Infection and liver abscess – I know, I know, last yukky post!

I wanted to get this post done and dusted so that I can start writing about more joyful topics!

I touched on my infection in the last post. Infection is a reminder that even when surgery is over, there are still risks lurking! After returning home, I’d say about a week or so in, I started to feel ‘off’, I knew I would be fatigued post liver surgery but as usual my body was trying to send me a message and intuitively I knew something wasn’t right. I also had pain on my back around the right rib cage, painkillers were not working. I had my follow up with Prof. Ramos and he didn’t like the sound of my right lung and he referred me to radiology (also at Wits Donald Gordon Hospital). The sonar scan conducted by Dr. Charles revealed a build up of fluid around the right lung and the diaphragm. He said, he needed to perform a pleural effusion (drain fluid around lung) and insert a drain into my diaphragm under local anaesthetic (awake basically) and off he went to consult with Prof. I was with Neela, my mother-in-law, she was basically my caregiver after surgery, driving me to appointments and looking after me! I went and told her what had to be done and she kept Damian in the loop.

I wasn’t sure what to expect as I had never heard of any of these procedures, I guessed it wasn’t going to be pleasant though. I was sent through to a sterile room and laid on a bed with a sonar machine attached. I was administered local anaesthetic which hurt A LOT as the area was also tender from pain. The doctor then used the sonar to guide the thin tube (drain) from my right side (upper rib cage) to my diaphragm, this is probably one of the most painful procedures I have ever had, as the tube is pushing through muscle and tissue. The tube was then stitched in place and then the larger tube is attached to a plastic catheter bag which I had to carry. Next, he sliced another hole and drained all the fluid from around my lung. The nurse was so kind and held my hands which I had to raise above my head. Afterwards, I felt very woozy as I was still very much recovering from surgery so Neela got me home.
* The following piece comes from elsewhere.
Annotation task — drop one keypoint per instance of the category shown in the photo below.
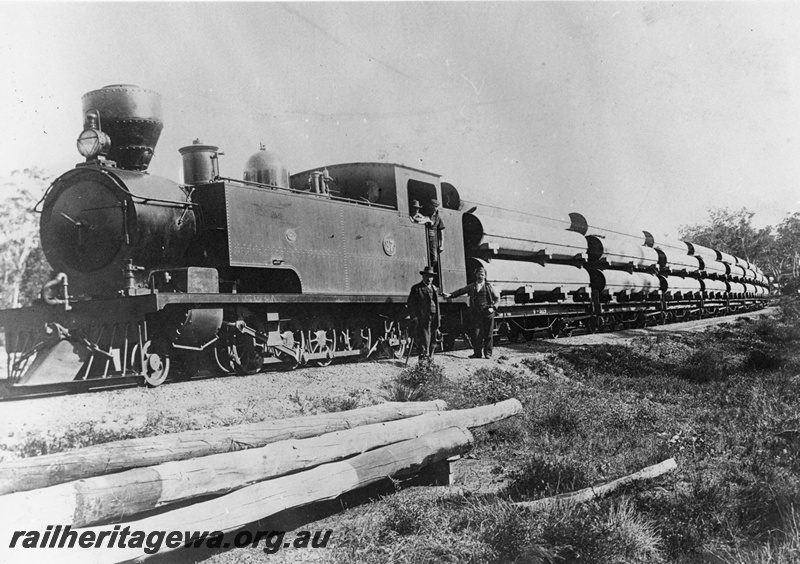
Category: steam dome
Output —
(266, 167)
I had the diapraghm drain removed a few days later by Prof as not much was draining……erm big mistake. I was soon back again having another drain inserted on the 22nd September! Long story short, I had three diaphragm drains, the last one was inserted in the 12th October as the second one was dirty and blocked and two pleural effusions (second drain on 12th October was one litre of fluid and they cut from the back of the ribs). Early October (2nd), I had a large abscess drained from my liver (27 ml of pus),  Dr. Charles made an incision in my existing scar and pulled out a bunch of gross brown pus, he also drained 80 ml from my diaphragm before the drain was inserted. The scar incision leaked (brown pus) and I had to clean and dress it everyday. You get my point, I am sure you are as confused as I was. The dates merged and it’s only because I made some random notes that I am even able to tell you this story! It was a nightmare. The pus and fluid was tested and I was told the bacteria did not culture. Basically, go home and wait it out.

I saw Adam (oncologist) on 16th October and he was shocked to hear that I still had this diaphragm drain and was not on any treatments for the infection. My usual blood tests revealed that I had an infection marker of 239, 5 being normal. No wonder I felt so bad and looked a nice shade of grey. My blood platelets were also 9.0 which meant I needed a blood transfusion. I had fluids in the clinic the same day and I began IV antibiotics as an outpatient, I could not have coped to go back to hospital. Neela drove me to the clinic on weekdays for my IV antibiotics and I used our local GP at the weekends, I did ten days like that then five days oral antibiotics. I had two bags of blood on the 19th October which made a world of difference, I was almost human again! By the 26th October, the diaphragm had stopped draining the infected pus and I went across to radiology to have it removed! To have tubes stuck in you is awful, the referred pain is horrid and it is very difficult to sleep comfortably, also Arabella had to be so careful round mummy. So, when it was finally over, we were more than ecstatic!

I have slowly been introducing exercise (I joined the gym) and feel great. I had a minor hiccup where I was worried the infection was back but it was nothing and only a small build up of fluid where the second incision had been made. That is shrinking slowly. CT results show a healthy body that is infection and cancer free! Adam did tell me that from the CT results, the fluid around my lung that had been drained was the size of two cricket balls….erm ouch! Going forward, I will start my biological treatment on 4th January 2021 which is administered through my Portacath, it will prevent cancer recurring, there are no side effects and I go to the clinic, have the drip and leave!